WHAT WE’RE READING THIS WEEK

  • In an article for the Yale Law Journal, Monica C. Bell, associate professor of law and sociology at Yale University, argued that the tense relationship between police forces and the communities they serve is due to legal estrangement rather than illegitimacy. Bell defined legal estrangement as a theory of “detachment and eventual alienation from law’s enforcers,” resulting in poor communities of color believing that “the law operates to exclude them from society.” Using insights from this theoretical framework, Bell proposed reforms that could lead to the cultural change necessary to overcome legal estrangement. Bell suggested restructuring police wages, consolidating police districts, implementing transparency measures, democratizing policing, and fundamentally reconsidering the institutional role of police in society.
  • In a feature for the New York Times, Emily Bazelon, a lecturer at Yale Law School, examined the obstacles of expanding vote-by-mail to make voting safer during the COVID-19 pandemic. Bazelon analyzed Wisconsin’s 2020 primary to note the expected challenges for the November general election. Bazelon argued that voting by mail poses significant logistical problems, especially when states compete for the supplies, machinery, and promotional resources necessary for vote-by-mail and especially amid partisan opposition to expanding access to vote-by-mail.
  • In an article for the Virginia Law Review, Brandon Garrett, professor at Duke University School of Law, and Seth Stoughton, professor at University of South Carolina School of Law, argued that more stringent rules are needed to limit when police may be authorized to use lethal force.
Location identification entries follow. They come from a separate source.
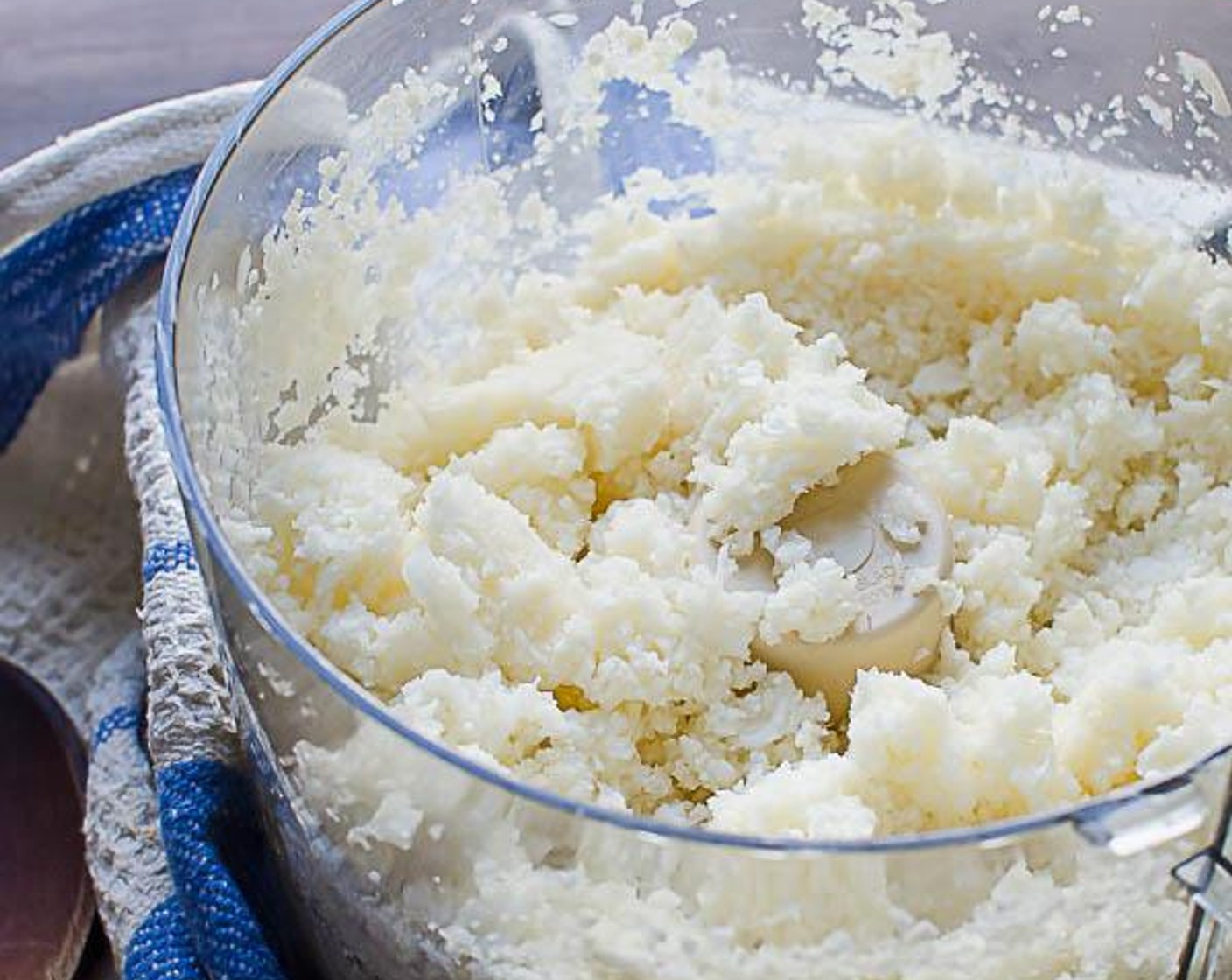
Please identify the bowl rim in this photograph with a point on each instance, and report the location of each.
(1088, 814)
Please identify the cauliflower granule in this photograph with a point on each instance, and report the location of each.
(528, 548)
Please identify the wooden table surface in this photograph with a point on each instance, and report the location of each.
(68, 63)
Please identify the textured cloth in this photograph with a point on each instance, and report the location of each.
(169, 815)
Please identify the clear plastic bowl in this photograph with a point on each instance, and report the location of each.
(1134, 884)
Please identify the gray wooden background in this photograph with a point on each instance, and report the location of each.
(68, 63)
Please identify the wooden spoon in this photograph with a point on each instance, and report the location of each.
(46, 901)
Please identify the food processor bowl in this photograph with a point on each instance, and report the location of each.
(474, 874)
Garrett and Stoughton argued that the subjective analysis espoused by the U.S. Supreme Court does not provide a sufficiently bright-line rule on when lethal force is allowed. They also reported that many of the 50 largest policing agencies in the United States lack guidance on accepted policing tactics such as de-escalation and the use of verbal warnings. Finally, Garrett and Stoughton advocated that the Supreme Court adopt a new Fourth Amendment analysis which would scrutinize actions taken by police before the moment force was used, consider whether officers adhered to their training, and generally compare officer behavior to accepted modern policing tactics. 

FLASHBACK FRIDAY

  • In a 2019 essay for The Regulatory Review, Jeff Kosseff, an assistant professor at the Cyber Science Department of the U.S. Naval Academy, described the controversy around Section 230 of the Communications Decency Act. Section 230 protects online platforms from liability for user content and is subject to criticisms that it either does not moderate companies enough or that it moderates them too much. As “online platforms play an increasingly central role in daily life,” Kosseff emphasized that any modifications to Section 230 must be evaluated by a fact-finding commission composed of all relevant stakeholders. A revision of Section 230 determines “how we want the internet to look for the next 20 years.”